#include <stdio.h>
#include <stdlib.h>
int main()
{
int end;
while(( end = getchar() ) != EOF ){
printf("%d\n",end);
}
system("pause");
return 0;
}
I want to print the ASCII codes of characters with this code but whenever I run the code after it gets the char from me it prints its ASCII equivalent with decimal 10. For example if I run the code and pass "a", it will print 97 and 10. Why does it print 10, this happens with all other characters too. Thank you for answers and as a followup question when I add a counter after I input a character counter's value increases by two, why does this happen
#include <stdio.h>
#include <stdlib.h>
int main()
{
int end;
int count=0;
while(( end = getchar() ) != EOF ){
printf("%d\n",end);
count++;
printf("counter is now %d\n",count);
}
system("pause");
return 0;
}
As stated you are printing the ASCII decimal codes for 'a' and '\n' respectively, this is because, in your code, getchar reads all the characters in the stdin buffer, including the newline character which is present because you press Enter.

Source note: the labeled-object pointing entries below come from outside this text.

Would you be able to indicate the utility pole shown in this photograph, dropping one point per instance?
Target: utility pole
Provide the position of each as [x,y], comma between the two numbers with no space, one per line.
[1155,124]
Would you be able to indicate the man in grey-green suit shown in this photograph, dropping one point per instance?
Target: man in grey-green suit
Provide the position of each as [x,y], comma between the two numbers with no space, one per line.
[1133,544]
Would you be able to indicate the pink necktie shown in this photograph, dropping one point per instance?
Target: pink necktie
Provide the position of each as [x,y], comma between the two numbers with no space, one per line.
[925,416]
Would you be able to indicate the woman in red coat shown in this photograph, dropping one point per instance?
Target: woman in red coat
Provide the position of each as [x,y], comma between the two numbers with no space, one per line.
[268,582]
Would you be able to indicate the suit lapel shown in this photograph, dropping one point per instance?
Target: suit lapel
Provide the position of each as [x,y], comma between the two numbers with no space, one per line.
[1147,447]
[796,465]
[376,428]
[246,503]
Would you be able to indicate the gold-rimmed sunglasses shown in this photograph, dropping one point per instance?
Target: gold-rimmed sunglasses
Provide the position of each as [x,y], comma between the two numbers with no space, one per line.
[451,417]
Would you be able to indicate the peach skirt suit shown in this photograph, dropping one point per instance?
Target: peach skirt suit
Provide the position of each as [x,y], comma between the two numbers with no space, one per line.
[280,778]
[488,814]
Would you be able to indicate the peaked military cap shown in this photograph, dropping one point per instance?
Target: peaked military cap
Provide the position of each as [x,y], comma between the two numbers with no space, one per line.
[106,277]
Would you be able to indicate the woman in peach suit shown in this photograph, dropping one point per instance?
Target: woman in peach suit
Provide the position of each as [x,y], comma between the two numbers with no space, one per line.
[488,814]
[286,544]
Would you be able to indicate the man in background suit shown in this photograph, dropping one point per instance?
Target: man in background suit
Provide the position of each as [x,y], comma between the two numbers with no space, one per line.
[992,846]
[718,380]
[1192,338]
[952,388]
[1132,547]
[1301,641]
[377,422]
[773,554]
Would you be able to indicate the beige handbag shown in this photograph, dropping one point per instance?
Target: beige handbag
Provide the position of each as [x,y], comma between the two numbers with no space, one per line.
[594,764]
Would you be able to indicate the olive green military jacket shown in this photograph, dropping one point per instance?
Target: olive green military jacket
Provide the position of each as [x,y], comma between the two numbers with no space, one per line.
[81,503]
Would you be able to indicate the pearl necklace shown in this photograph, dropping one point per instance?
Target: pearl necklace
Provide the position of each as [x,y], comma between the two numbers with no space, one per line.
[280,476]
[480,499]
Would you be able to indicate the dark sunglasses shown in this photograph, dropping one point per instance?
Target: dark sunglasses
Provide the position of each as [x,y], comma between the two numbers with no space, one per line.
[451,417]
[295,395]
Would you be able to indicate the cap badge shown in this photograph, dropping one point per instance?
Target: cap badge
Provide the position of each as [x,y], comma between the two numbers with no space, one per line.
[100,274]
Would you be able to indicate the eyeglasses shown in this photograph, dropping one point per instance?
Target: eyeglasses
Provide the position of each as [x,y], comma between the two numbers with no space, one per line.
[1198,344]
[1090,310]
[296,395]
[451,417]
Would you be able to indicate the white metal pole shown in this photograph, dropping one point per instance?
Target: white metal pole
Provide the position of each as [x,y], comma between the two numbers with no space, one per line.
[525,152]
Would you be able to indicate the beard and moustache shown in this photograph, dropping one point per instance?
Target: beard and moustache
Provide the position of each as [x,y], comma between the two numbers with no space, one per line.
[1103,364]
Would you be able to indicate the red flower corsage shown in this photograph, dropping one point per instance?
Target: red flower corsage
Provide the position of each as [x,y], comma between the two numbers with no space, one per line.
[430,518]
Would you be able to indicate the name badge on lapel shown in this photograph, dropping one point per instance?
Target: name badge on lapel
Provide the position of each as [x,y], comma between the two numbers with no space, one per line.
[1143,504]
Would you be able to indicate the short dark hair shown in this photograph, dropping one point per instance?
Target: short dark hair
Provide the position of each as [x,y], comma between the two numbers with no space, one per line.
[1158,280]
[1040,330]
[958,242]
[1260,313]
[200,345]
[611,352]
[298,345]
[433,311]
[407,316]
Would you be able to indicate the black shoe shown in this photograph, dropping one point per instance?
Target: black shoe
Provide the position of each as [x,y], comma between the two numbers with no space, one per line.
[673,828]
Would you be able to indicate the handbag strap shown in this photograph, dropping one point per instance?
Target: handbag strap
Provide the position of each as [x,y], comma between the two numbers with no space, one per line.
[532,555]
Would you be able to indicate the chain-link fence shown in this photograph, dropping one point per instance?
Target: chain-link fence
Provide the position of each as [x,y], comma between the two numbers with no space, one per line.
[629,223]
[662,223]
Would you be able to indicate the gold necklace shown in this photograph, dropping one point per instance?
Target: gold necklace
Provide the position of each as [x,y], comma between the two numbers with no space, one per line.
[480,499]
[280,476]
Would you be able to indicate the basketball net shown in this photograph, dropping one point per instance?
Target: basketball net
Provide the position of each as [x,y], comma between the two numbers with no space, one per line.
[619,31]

You can avoid this by simply making it be ignored by your condition:
while((end = getchar()) != EOF && end != '\n'){
printf("%d\n", end);
}
Disclaimer: David Ranieri added a comment with the exact same solution as I was writing my answer (which he kindly deleted) so credit to him as well.
Regarding your comment question and the question edit:
If you don't want the '\n' to interrupt your parsing cycle, you can simply place the condition inside it.
while((end = getchar()) != EOF){
if(end != '\n'){ //now as '\n' is ignored, the counter increases by one
printf("%d\n", end);
count++;
printf("counter is now %d\n",count);
}
}
The reason why the counter is increased by two is, again, because two characters are parsed, whatever character you input and the newline character. As you can see in the sample, if you ignore the '\n', the counter will only increase by one, provided that you only enter one character at a time.